映画の中で、三島由紀夫が「自決」という行為を神経衰弱のせいにして片付けるなんてとんでもないと言ってガチギレしたエピソードが紹介されていました。中学生の時、大人に三島由紀夫の自決の理由を聞いた時も、「病んだんじゃない?」と言われましたが、それは一番言われたくなかったことだと判明しました(笑)

昔の作家は自殺するケースが多かったし、そういうものかと思いましたが、三島由紀夫文学をあれこれ読むうちに絶対にそんな理由じゃないと思うようになりました。そしてついに、その答えをこの映像の中に見つけたんです。

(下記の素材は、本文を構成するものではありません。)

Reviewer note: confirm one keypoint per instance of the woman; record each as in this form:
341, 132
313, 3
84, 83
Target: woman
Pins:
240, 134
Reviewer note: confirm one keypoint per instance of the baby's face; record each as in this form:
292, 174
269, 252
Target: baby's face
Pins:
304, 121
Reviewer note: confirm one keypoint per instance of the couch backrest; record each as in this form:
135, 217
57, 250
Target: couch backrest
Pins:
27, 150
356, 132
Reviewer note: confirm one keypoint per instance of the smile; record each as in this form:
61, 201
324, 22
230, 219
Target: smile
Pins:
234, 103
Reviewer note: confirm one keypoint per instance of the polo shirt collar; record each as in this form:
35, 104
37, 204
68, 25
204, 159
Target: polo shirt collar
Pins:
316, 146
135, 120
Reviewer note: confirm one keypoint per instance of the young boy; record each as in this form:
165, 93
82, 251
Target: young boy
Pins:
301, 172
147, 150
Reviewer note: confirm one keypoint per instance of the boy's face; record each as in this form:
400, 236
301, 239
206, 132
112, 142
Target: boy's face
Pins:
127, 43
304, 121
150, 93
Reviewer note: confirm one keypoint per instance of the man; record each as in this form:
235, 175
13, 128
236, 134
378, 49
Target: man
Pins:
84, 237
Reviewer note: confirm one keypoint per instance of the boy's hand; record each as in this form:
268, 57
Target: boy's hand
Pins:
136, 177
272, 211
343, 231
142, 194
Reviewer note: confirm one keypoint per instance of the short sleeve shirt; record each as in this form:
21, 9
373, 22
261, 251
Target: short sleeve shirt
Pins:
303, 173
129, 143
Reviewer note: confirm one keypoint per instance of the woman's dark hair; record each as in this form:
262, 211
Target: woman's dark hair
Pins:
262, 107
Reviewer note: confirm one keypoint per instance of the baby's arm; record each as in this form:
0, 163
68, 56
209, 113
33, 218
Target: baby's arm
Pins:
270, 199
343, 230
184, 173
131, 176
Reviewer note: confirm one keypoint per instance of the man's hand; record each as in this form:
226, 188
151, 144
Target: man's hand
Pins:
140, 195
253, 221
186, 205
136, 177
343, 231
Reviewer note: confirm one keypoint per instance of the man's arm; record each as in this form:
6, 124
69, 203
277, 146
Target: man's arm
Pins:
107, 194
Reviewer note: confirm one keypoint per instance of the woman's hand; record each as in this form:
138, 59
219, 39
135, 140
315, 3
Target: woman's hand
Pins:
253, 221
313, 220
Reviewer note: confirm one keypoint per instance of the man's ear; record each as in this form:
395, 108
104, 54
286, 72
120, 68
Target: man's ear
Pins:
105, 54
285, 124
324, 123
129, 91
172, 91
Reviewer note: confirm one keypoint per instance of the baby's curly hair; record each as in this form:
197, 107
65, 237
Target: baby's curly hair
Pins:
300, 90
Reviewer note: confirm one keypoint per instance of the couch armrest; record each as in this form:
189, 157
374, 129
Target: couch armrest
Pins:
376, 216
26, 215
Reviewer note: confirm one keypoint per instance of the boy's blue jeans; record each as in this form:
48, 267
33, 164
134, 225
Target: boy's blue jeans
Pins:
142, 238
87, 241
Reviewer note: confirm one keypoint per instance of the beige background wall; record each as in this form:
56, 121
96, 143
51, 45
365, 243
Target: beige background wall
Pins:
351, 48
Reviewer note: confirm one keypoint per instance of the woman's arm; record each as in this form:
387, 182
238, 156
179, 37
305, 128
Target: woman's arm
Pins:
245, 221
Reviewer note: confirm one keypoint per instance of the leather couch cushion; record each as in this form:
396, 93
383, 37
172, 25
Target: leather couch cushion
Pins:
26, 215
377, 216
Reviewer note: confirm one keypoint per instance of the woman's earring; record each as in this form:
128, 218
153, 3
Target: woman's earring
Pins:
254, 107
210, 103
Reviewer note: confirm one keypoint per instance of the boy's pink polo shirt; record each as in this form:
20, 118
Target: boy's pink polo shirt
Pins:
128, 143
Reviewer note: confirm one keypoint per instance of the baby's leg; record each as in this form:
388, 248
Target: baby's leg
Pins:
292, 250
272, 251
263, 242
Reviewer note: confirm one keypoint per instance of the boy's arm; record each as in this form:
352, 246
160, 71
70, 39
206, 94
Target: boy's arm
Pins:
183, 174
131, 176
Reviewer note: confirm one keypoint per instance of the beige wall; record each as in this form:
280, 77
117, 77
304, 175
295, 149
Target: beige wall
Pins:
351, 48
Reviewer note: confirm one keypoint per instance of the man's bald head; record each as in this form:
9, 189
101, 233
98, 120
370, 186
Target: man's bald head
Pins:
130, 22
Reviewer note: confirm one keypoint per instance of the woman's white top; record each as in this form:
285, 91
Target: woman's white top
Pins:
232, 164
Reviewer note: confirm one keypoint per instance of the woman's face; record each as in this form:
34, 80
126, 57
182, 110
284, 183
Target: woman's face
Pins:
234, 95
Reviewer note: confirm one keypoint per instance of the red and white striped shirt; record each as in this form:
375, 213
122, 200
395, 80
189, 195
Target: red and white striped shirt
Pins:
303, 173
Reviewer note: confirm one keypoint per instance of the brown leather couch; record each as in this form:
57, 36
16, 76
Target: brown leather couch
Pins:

『私は一人の民間人であります。私が行動を起こすときは結局諸君と同じ非合法でやる他ないんだ。非合法で決闘の思想において人をやればそれは殺人犯だから、そうなったら自分もお巡りさんに捕まらないうちに自決でもなんでもして死にたいと思うんです』

だんだん米国に取り込まれていく日本を憂い、認識を語るよりも行動を先にし、その非合法的な行動の落とし前をつけるために切腹を選んだ。そう解釈しました。捕まるのは名を汚すこと。これこそ武士の精神でしょうか。はみ出しものだと思ってたけど、時代がこの人に追いつけなかったんだと思いました。気になるので平野さんの本読もうかな。

「愛国」という言葉に多くの人はやや敏感ですが、国を愛することは他国との分断を生むことではないです。ということに最近気がつきました。

話題がそれそうなのでこの辺でやめておきます。最後まで読んでくれたあなたは相当な変態です。これからも仲良くしてください。